Blow for BNP as judge rules on Northumberland-born expat’s £389,000 will
1 February 2014
Ashington-born Joseph Robson left his entire estate to the BNP when he died but the party is now in legal hot water after a failed High Court bid
The British National Party is in legal hot water after failing in a High Court bid to inherit £389,000 left to it by a Northumberland-born expat.
When Ashington-born Joseph Robson died in Alicante, Spain, at the age of 81 in March 2010, he bequeathed his entire estate outside Spain – worth £389,000 – to the BNP, leaving his two sons, Jeremy and Simon, with just £135 between them.
However, a judge has now ruled that Mr Robson’s bequest fell foul of the ban on foreign donations to political parties – and that the BNP broke the law by “receiving” and “accepting” the gift in breach of the Political Parties Elections and Referendums Act 2000.

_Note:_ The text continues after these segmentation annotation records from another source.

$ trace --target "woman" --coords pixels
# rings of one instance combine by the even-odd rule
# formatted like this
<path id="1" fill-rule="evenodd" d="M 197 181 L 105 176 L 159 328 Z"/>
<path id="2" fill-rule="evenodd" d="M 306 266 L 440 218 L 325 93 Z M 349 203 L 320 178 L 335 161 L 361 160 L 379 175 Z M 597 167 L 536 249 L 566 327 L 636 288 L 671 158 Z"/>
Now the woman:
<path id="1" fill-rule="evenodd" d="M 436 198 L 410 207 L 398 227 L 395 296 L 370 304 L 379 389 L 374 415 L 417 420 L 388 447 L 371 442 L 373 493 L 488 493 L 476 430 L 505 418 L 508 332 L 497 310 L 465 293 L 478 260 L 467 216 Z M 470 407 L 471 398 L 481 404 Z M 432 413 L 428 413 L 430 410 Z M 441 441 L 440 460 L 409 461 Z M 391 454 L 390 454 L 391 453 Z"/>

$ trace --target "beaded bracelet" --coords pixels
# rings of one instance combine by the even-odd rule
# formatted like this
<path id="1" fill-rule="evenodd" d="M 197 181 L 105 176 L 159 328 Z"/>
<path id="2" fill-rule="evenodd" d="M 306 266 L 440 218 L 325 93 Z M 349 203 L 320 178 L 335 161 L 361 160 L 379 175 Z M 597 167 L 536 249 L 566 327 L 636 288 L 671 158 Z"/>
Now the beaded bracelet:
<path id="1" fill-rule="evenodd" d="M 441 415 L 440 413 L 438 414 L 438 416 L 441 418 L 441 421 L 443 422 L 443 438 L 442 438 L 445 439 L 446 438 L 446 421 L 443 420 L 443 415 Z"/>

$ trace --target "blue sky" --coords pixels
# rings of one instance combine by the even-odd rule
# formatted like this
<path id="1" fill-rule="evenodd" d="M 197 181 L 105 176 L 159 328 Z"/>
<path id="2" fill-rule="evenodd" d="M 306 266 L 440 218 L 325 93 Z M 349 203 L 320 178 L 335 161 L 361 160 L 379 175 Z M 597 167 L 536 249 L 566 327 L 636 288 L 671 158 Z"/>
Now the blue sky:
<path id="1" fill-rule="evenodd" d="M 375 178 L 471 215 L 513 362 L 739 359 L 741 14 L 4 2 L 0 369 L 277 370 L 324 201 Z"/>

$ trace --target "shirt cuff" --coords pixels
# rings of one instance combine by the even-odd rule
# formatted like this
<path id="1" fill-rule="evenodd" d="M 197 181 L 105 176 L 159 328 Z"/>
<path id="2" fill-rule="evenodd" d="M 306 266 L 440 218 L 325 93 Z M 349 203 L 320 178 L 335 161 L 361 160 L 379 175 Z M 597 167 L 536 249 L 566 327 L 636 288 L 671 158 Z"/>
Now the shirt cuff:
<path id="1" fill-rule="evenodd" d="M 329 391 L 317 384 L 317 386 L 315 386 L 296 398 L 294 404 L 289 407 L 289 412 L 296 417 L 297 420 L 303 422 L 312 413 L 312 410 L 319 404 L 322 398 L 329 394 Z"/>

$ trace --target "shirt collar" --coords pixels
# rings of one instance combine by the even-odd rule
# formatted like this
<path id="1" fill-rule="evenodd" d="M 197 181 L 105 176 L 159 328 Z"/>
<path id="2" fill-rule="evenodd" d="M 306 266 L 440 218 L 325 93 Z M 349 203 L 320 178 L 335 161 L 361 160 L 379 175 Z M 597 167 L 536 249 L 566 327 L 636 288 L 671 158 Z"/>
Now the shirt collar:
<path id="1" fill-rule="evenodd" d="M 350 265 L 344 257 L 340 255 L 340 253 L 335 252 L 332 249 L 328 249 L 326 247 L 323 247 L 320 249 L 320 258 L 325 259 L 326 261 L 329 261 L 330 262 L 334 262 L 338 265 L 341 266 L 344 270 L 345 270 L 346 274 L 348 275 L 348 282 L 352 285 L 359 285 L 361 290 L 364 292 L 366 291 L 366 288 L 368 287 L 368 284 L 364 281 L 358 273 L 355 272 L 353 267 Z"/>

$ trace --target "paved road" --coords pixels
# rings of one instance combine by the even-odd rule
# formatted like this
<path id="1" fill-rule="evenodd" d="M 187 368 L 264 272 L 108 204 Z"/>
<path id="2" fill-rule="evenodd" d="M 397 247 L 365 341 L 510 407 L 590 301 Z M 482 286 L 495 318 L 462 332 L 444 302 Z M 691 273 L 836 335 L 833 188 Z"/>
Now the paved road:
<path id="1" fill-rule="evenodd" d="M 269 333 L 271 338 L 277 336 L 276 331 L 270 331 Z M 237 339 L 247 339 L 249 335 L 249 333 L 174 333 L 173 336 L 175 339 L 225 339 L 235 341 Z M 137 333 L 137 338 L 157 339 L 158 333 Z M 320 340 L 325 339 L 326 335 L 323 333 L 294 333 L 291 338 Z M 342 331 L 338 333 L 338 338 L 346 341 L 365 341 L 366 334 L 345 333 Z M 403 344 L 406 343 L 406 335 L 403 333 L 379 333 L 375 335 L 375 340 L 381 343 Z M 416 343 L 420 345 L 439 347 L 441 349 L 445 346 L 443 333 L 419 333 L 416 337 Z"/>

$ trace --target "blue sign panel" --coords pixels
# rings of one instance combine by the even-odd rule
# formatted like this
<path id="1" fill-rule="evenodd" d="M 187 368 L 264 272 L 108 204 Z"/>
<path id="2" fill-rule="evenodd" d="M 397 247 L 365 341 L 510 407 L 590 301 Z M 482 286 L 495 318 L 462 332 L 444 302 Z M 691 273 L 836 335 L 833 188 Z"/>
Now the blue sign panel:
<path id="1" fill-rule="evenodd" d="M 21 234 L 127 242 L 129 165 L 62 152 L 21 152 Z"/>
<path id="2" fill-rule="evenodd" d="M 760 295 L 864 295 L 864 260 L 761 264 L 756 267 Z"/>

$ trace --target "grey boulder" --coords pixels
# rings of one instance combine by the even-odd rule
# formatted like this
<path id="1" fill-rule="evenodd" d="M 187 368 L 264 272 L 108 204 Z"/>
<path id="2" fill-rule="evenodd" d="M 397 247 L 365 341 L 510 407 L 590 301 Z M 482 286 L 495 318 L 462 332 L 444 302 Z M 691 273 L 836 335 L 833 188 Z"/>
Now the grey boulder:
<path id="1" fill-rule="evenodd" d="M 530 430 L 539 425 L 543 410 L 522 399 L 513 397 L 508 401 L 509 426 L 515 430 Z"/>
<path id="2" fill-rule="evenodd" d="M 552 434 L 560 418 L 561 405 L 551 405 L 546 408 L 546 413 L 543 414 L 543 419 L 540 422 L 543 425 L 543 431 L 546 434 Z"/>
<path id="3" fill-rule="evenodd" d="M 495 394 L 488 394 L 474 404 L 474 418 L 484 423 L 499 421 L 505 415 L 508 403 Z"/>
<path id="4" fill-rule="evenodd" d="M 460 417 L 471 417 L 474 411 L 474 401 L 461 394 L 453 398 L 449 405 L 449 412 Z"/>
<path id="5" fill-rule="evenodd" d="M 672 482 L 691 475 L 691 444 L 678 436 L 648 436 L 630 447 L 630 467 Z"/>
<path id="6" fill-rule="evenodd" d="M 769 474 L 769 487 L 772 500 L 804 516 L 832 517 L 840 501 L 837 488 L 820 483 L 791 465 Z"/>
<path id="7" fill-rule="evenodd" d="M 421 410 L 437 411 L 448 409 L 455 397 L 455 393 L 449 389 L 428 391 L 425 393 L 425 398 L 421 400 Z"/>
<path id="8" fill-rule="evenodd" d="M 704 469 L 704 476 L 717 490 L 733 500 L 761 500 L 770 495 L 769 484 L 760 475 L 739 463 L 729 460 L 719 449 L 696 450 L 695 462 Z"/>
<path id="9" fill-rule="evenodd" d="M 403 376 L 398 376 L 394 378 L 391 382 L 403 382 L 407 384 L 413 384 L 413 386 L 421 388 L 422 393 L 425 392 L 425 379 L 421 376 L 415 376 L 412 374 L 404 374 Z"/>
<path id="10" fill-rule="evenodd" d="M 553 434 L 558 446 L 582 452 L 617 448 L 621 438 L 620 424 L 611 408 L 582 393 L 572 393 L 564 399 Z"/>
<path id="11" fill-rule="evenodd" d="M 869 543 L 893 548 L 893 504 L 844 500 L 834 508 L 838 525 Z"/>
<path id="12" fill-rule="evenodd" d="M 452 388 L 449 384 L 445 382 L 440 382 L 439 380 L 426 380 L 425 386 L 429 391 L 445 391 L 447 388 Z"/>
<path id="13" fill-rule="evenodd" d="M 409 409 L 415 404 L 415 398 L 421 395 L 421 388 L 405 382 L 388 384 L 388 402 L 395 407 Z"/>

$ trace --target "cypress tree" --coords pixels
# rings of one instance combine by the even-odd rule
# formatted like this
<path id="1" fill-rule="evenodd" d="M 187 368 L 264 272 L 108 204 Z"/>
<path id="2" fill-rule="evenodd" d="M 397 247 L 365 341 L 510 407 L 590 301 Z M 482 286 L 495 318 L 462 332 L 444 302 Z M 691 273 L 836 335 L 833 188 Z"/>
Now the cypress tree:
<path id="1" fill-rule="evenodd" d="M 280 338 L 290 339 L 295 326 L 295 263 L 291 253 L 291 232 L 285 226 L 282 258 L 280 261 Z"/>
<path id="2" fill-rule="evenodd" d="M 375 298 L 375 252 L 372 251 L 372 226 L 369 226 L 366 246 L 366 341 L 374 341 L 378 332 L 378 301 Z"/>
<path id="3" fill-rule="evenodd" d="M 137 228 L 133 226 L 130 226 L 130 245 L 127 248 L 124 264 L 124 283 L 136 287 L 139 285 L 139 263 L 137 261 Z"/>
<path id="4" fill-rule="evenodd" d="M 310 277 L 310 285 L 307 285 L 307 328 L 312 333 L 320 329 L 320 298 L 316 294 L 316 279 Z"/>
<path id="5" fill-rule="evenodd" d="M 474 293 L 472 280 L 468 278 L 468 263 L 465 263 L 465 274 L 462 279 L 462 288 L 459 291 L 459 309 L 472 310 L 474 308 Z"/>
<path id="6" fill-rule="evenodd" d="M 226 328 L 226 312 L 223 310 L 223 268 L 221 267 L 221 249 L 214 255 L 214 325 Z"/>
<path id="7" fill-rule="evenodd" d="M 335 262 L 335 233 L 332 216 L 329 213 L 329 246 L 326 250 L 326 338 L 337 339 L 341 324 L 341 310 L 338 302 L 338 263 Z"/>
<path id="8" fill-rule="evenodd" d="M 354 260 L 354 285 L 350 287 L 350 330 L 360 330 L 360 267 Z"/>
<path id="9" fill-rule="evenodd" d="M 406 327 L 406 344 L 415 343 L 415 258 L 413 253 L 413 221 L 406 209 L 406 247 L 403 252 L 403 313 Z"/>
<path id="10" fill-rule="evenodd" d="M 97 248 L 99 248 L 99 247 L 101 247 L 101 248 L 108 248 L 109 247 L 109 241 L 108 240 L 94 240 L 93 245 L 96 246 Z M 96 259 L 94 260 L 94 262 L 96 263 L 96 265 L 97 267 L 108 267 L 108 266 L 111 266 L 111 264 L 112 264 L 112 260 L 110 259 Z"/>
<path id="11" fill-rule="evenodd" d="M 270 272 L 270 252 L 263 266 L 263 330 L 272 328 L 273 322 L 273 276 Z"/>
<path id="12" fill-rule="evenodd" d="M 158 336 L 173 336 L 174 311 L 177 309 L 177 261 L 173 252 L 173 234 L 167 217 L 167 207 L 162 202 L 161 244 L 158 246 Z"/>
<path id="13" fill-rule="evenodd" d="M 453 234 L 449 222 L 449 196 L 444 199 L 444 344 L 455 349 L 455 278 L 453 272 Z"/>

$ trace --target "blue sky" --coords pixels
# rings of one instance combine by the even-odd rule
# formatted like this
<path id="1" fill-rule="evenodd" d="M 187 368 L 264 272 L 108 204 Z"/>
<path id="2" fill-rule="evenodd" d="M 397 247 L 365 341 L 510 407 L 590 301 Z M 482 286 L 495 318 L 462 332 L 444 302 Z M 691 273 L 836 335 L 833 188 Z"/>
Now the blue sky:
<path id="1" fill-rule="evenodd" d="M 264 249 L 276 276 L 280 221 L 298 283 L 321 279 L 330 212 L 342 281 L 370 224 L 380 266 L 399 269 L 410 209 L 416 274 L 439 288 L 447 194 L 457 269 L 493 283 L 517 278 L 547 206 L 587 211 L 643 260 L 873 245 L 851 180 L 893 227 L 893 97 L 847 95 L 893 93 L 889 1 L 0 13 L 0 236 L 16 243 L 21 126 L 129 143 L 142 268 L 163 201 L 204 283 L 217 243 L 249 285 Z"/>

Judge Richard Sheldon QC effectively tore up Mr Robson’s will, declared that he died intestate and awarded his fortune to the sons he tried to disinherit.
There was no evidence that Mr Robson had been registered to vote in the UK at any time in the five years before his death – and he was therefore not a “permissible donor” to the far-right BNP or any other registered UK political party, the judge ruled.
Mr Robson had not lived in Britain “at any period after 1992” and exhaustive searches of the electoral rolls had failed to turn up his name.
The possibility that he was registered to vote in England in the five years before he died was “at best, highly unlikely,” the judge said.
BNP chairman Nick Griffin, along with the party’s Treasurer, Clive Jefferson, and leading party member, Adam Walker, a former teacher from County Durham, had taken steps to vary the terms of Mr Robson’s will so that the bequest would be paid into a trust, rather than directly to the party.
But Judge Sheldon said that, by doing that, Mr Robson’s gift had been inadvertantly “accepted” and “received” by the BNP in breach of the prohibition contained within the 2000 Act – which includes “penal provisions”.
Although Mr Robson’s cash had been distributed to no-one, pending the outcome of the case, the judge reached the “inescapable conclusion” that the BNP “had accepted the gift” before attempting to “pass it over” to trustees.
Mr Robson was born in Ashington, Northumberland, in 1928, and lived in Lutterworth, Leicestershire, after divorcing from Jeremy and Simon’s mother in the 1970s.
He moved to Alicante on his retirement in 1992.
He made a will in 1996, leaving the whole of his estate – mostly made up his holdings in an offshore investment fund – to the BNP, apart from the contents of a Spanish bank account, just £135, which he bequeathed to Jeremy.
Patrick Harrington, a close assistant to Nick Griffin although not himself a BNP member, had argued in court that it would be “utterly unjust” for the party to be stripped of Mr Robson’s bequest.
“One son was given nothing and the other was given less than £150. It seems pretty clear that the father didn’t want the bulk of his estate to go to his two sons – he wanted it to go to a political party,” he said.
“Mr Robson had every right to be on the electoral register but, for whatever reason, he was unaware of the provision that he had to be.
“The pathway can never lead to the sons, that can never happen,” he added. [Guess again].
Denying that the BNP were fighting the case because they were badly in need of funds, he told the judge: “The BNP has received sizable legacies as its support base tends to be amongst older people. It is not desperate for money.” [Really? We shall see].
Mr Harrington promised that, were the cash released, “a large pool of voluntary BNP labour” would be “sitting in the British Library going through every electoral roll in the country” to find out if Mr Robson had in fact been registered to vote in any UK constituency in the five years before he died.
However, the judge ruled that, under the 2000 Act – which was introduced by the last Labour government to curb “foreign donations” to British registered political parties – Mr Robson could not lawfully have made the gift, whether in his will or during his lifetime, and that the BNP was not entitled to accept and receive it.
Neither of Mr Robson’s sons attended the court hearing, and their barrister said he was unable to comment on why their father had decided to effectively write them out of his will.